Web Information Retrieval

Xiannong Meng
Computer Science Department
Bucknell University
Lewisburg, PA 17837
May 2014

Homework Four

Due: Monday 06/09/2014 at 11:59 p.m.

Please follow this link to see the submission instructions.

This assignment is designed for you to get familiar with the basic vector model in IR. You are to calculate measures such as tf-idf and similarity between a query and a set of documents using different measures, given some basic statistic about the documents and the terms (key words).

Note: It might be easier to either use a piece of spread-sheet software or write a program to do the computation and the sorting.

  1. Table 1 lists the terms and their appearances in a set of documents.

    Doc/Term retrieval database computer text information
    D1 4 10 2 0 1
    D2 3 0 7 4 5
    D3 7 2 4 6 8

    Table 1: Term Frequencies In A Given Set Of Documents

    We also know that the total number of documents in the set is 1000. Table 2 shows the document frequencies of these terms.

    Term retrievaldatabasecomputer textinformation
    Frequency 100 70 220 80 110

    Table 2: Document Frequencies For A Given Set Of Terms

    Compute tf-idf for each of the (doc, term) pairs listed in Table 1. List your results in sorted order from the largest value of tf-idf to the smallest value.

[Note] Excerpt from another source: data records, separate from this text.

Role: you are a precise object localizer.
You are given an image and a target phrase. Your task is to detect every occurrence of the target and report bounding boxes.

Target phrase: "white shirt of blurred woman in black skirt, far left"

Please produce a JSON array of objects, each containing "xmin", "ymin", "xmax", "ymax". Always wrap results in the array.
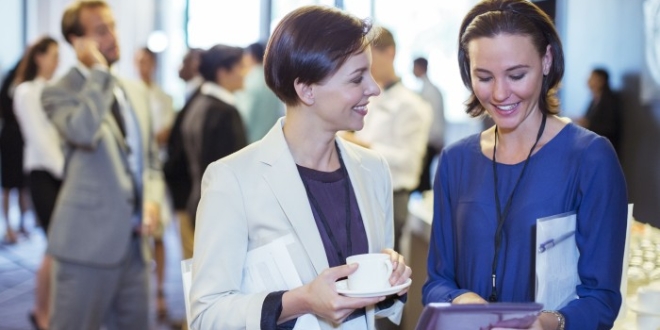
[{"xmin": 14, "ymin": 77, "xmax": 64, "ymax": 179}]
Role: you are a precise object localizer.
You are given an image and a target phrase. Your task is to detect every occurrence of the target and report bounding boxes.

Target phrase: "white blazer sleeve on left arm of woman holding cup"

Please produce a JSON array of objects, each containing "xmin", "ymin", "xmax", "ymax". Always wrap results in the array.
[{"xmin": 189, "ymin": 162, "xmax": 268, "ymax": 330}]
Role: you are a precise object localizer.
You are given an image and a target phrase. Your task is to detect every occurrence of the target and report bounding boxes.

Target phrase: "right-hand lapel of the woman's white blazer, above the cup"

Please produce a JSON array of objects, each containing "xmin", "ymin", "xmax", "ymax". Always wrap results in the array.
[{"xmin": 335, "ymin": 137, "xmax": 383, "ymax": 252}]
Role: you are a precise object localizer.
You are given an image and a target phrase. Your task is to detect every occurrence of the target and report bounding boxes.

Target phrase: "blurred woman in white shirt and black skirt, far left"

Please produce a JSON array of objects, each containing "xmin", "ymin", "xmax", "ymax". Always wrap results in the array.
[{"xmin": 14, "ymin": 36, "xmax": 64, "ymax": 329}]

  2. Assume we use the tf-idf as the weight in the vector model, write down the document-term matrix using the results generated from the above problem. Remember a document-term matrix has terms as its columns and documents as its rows.
  3. Now assume we have a query computer information, compute the similarity based on the inner product similarity and the cosine similarity for each of the documents listed in Table 1. Indicate which formulate you use for term weight (either one discussed in the class will be fine.) Which document is the most relevant in each of the similarity measures? Which one is the least relevant?